By Mark Ellis –
Since he started Emergency Ministry Services in 2007, Rick Yeomans has offered trauma counseling at 10 mass shooting sites — places etched in the memory like Sandy Hook, San Bernardino, Tree of Life Synagogue in Pittsburgh, and the Pulse Nightclub in Orlando. He also participated in the relief effort in Haiti following the 2010 earthquake.
Recently, he made his first trip to the Middle East as part of a team working with Horizons International. He went to the area of the horrific Beirut explosion caused by 2750 tons of ammonium nitrate improperly stored in a warehouse at the port, resulting in 204 deaths, 6500 injuries, and 300,000 left homeless.
One of the men he counseled had recently become a Christian before the explosion. He and his 12-year-old son were fishing on the shore at the time of the blast, which experts estimated carried the force of 1.1 kilotons of TNT.
“The boy saw a drone go by and moments later the explosion happened,” Rick says. The force of the blast blew both father and son into the water. The boy came up first, looking for his father. Then the father came up gasping. Neither one of them had any injuries or even a scratch on their bodies.
All the men who had been fishing near them were floating face down in the water, dead.
During his counseling sessions, he met a woman who had come to Beirut from Syria with her husband, escaping the ravages of the Syrian Civil War.
“They lived in a ghetto and a woman who had become a Christian invited her to church. Her husband wouldn’t let her go.”
She said, “I’m going anyway,” to the chagrin of her husband.
She had an encounter with Jesus at the church service and was born again.
Then something unexpected happened. A few days later her husband died.
“She began to pray for him, calling out the name of Jesus over his body. The neighbor lady who invited her to church heard a commotion and came over,” Rick reports.

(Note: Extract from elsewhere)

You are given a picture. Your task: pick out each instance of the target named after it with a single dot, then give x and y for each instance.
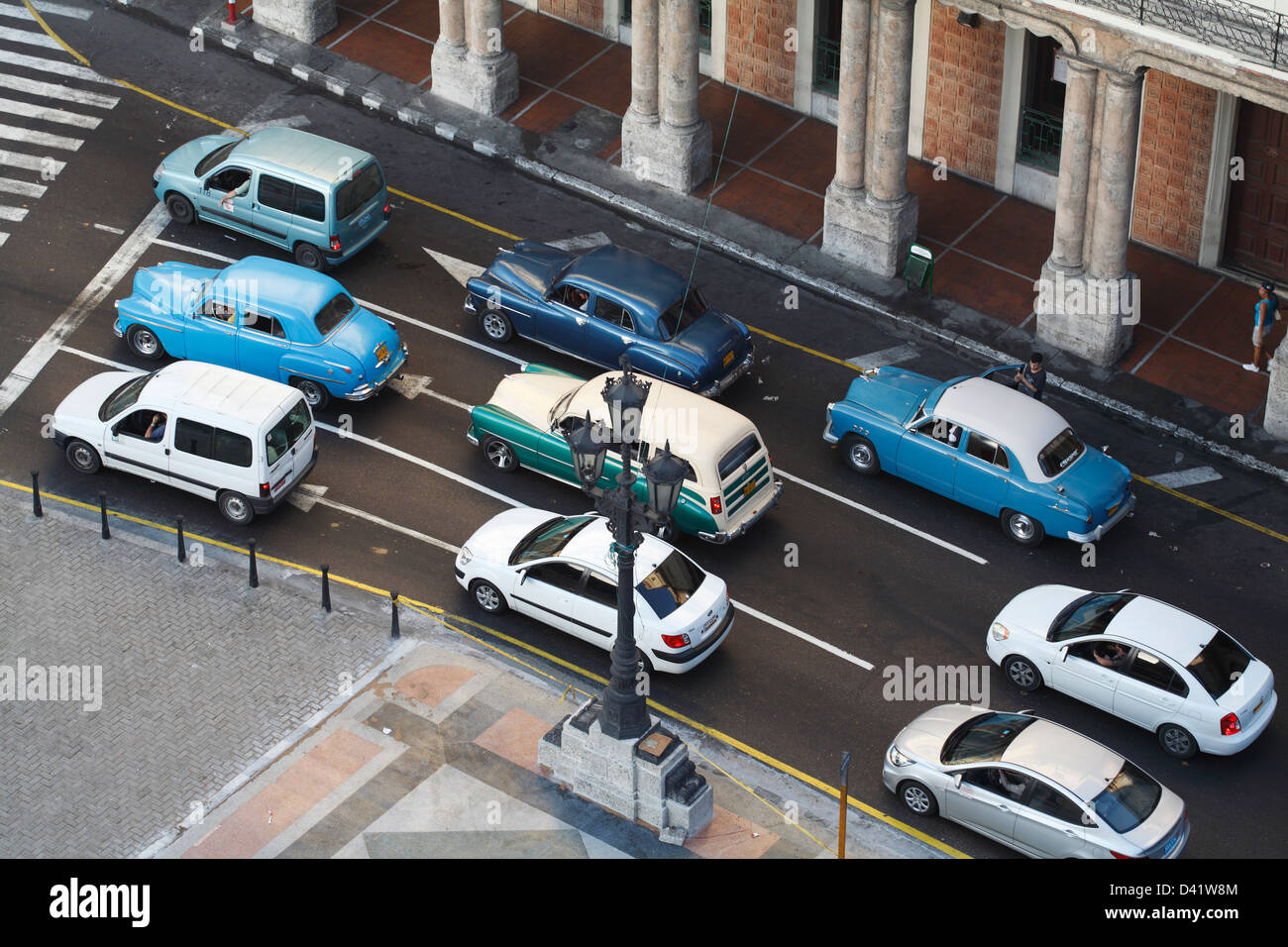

They began to pray over the woman’s husband. He body was cold and lifeless. “Ten minutes later he began blinking his eyes and stood to his feet. That Sunday he went to that church and gave his heart to Jesus!”
Jesus said:
I am the resurrection and the life. He who believes in Me, though he may die, he shall live. And whoever lives and believes in Me shall never die. Do you believe this? (John 11:25-26)
During his stay in Beirut, Rick roomed with two young men, both Muslims who had come to Christ.
One of the young men, Odye, had become a Christian in Syria while at the university studying psychology.
He found Jesus at a bakery owned by a Christian. He saw such love and kindness emanating from the owner that one day he asked, “What makes you so happy all the time?”
“Jesus changed my heart and has given me a love for people,” the owner replied.
“I want that same love,” Odye told him, and he surrendered his heart and life to Jesus shortly after that.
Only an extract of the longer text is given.